設定環境後，您可以使用 REST 測試文字提示。下列範例會將要求傳送至發布商模型端點。

使用任何要求資料之前，請先替換以下項目：

PROJECT_ID：您的專案 ID。
TEXT：要生成嵌入的文字。限制：除了 textembedding-gecko@001 以外，所有模型最多可輸入五段文字，每段文字最多 2,048 個權杖。textembedding-gecko@001 的輸入權杖長度上限為 3072。對於 gemini-embedding-001，每項要求只能包含單一輸入文字。詳情請參閱「文字嵌入限制」。
AUTO_TRUNCATE：如果設為 false，文字超出權杖限制會導致要求失敗。預設值為 true。

HTTP 方法和網址：

POST https://us-central1-aiplatform.googleapis.com/v1/projects/PROJECT_ID/locations/us-central1/publishers/google/models/gemini-embedding-001:predict

JSON 要求主體：

{
  "instances": [
    { "content": "TEXT"}
  ],
  "parameters": { 
    "autoTruncate": AUTO_TRUNCATE 
  }
}

如要傳送要求，請選擇以下其中一個選項：

curl

注意： 下列指令假設您已執行 gcloud init 或 gcloud auth login，透過使用者帳戶登入 gcloud CLI，或使用 Cloud Shell，自動登入 gcloud CLI。您可以執行 gcloud auth list 查看目前有效的帳戶。

將要求主體儲存在名為 request.json 的檔案中，然後執行下列指令：

curl -X POST \
     -H "Authorization: Bearer $(gcloud auth print-access-token)" \
     -H "Content-Type: application/json; charset=utf-8" \
     -d @request.json \
     "https://us-central1-aiplatform.googleapis.com/v1/projects/PROJECT_ID/locations/us-central1/publishers/google/models/gemini-embedding-001:predict"

PowerShell

注意： 下列指令假設您已執行 gcloud init 或 gcloud auth login，透過使用者帳戶登入 gcloud CLI。您可以執行 gcloud auth list 查看目前有效的帳戶。

將要求主體儲存在名為 request.json 的檔案中，然後執行下列指令：

$cred = gcloud auth print-access-token
$headers = @{ "Authorization" = "Bearer $cred" }

Invoke-WebRequest `
    -Method POST `
    -Headers $headers `
    -ContentType: "application/json; charset=utf-8" `
    -InFile request.json `
    -Uri "https://us-central1-aiplatform.googleapis.com/v1/projects/PROJECT_ID/locations/us-central1/publishers/google/models/gemini-embedding-001:predict" | Select-Object -Expand Content

您應該會收到類似如下的 JSON 回應。請注意，為節省空間，values 已遭截斷。

回應

{
  "predictions": [
    {
      "embeddings": {
        "statistics": {
          "truncated": false,
          "token_count": 6
        },
        "values": [ ... ]
      }
    }
  ]
}

請注意這個範例網址中的以下部分：

使用 generateContent 方法，要求在完整生成回覆後再傳回。
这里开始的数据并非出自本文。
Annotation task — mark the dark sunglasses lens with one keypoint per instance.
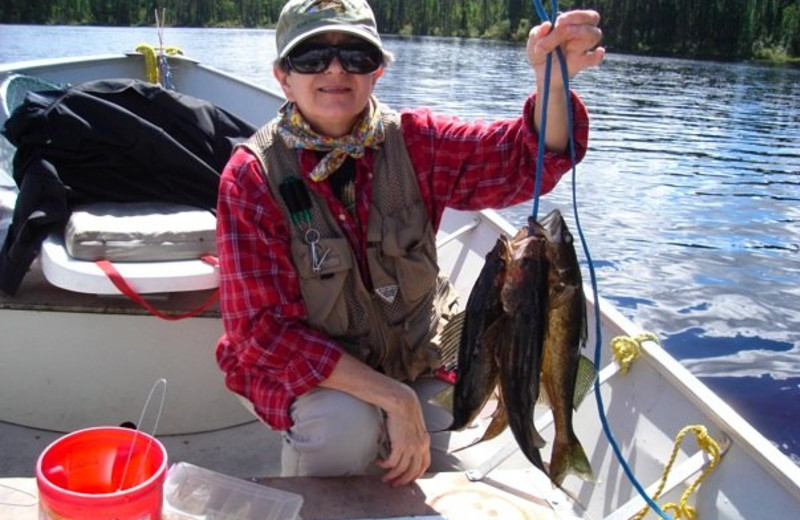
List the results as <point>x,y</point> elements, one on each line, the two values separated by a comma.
<point>310,60</point>
<point>355,59</point>
<point>362,59</point>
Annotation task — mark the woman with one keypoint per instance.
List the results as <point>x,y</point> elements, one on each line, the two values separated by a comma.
<point>331,299</point>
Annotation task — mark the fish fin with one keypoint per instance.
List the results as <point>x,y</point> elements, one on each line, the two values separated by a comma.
<point>450,339</point>
<point>584,380</point>
<point>497,426</point>
<point>544,397</point>
<point>570,459</point>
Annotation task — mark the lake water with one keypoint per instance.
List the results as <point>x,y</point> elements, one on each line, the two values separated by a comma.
<point>689,195</point>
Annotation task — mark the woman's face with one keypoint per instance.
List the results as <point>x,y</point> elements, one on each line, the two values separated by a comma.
<point>332,100</point>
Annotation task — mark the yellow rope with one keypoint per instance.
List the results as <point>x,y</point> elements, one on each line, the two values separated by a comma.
<point>152,72</point>
<point>150,62</point>
<point>682,509</point>
<point>626,349</point>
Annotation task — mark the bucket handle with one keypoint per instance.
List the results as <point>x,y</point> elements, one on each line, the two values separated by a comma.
<point>160,382</point>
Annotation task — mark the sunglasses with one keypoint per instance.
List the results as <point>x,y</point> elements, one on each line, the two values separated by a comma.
<point>355,58</point>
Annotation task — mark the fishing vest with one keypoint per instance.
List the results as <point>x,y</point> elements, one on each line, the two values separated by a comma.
<point>392,327</point>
如要減少人類觀眾的延遲感，請使用 streamGenerateContent 方法，在生成回覆的同時串流回覆內容。
多模態模型 ID 位於網址尾端，方法之前 (例如 gemini-2.0-flash)。這個範例也可能支援其他模型。

Python

如要瞭解如何安裝或更新 Python 適用的 Vertex AI SDK，請參閱「安裝 Python 適用的 Vertex AI SDK」。詳情請參閱 Python API 參考說明文件。

from __future__ import annotations

from vertexai.language_models import TextEmbeddingInput, TextEmbeddingModel


def embed_text() -> list[list[float]]:
    """Embeds texts with a pre-trained, foundational model.

    Returns:
        A list of lists containing the embedding vectors for each input text
    """

    # A list of texts to be embedded.
    texts = ["banana muffins? ", "banana bread? banana muffins?"]
    # The dimensionality of the output embeddings.
    dimensionality = 3072
    # The task type for embedding. Check the available tasks in the model's documentation.
    task = "RETRIEVAL_DOCUMENT"

    model = TextEmbeddingModel.from_pretrained("gemini-embedding-001")
    kwargs = dict(output_dimensionality=dimensionality) if dimensionality else {}

    embeddings = []
    # gemini-embedding-001 takes one input at a time
    for text in texts:
        text_input = TextEmbeddingInput(text, task)
        embedding = model.get_embeddings([text_input], **kwargs)
        print(embedding)
        # Example response:
        # [[0.006135190837085247, -0.01462465338408947, 0.004978656303137541, ...]]
        embeddings.append(embedding[0].values)

    return embeddings

Go

在試用這個範例之前，請先按照Go使用用戶端程式庫的 Vertex AI 快速入門中的操作說明進行設定。詳情請參閱 Vertex AI Go API 參考說明文件。

如要向 Vertex AI 進行驗證，請設定應用程式預設憑證。詳情請參閱「為本機開發環境設定驗證」。

import (
	"context"
	"fmt"
	"io"

	aiplatform "cloud.google.com/go/aiplatform/apiv1"
	"cloud.google.com/go/aiplatform/apiv1/aiplatformpb"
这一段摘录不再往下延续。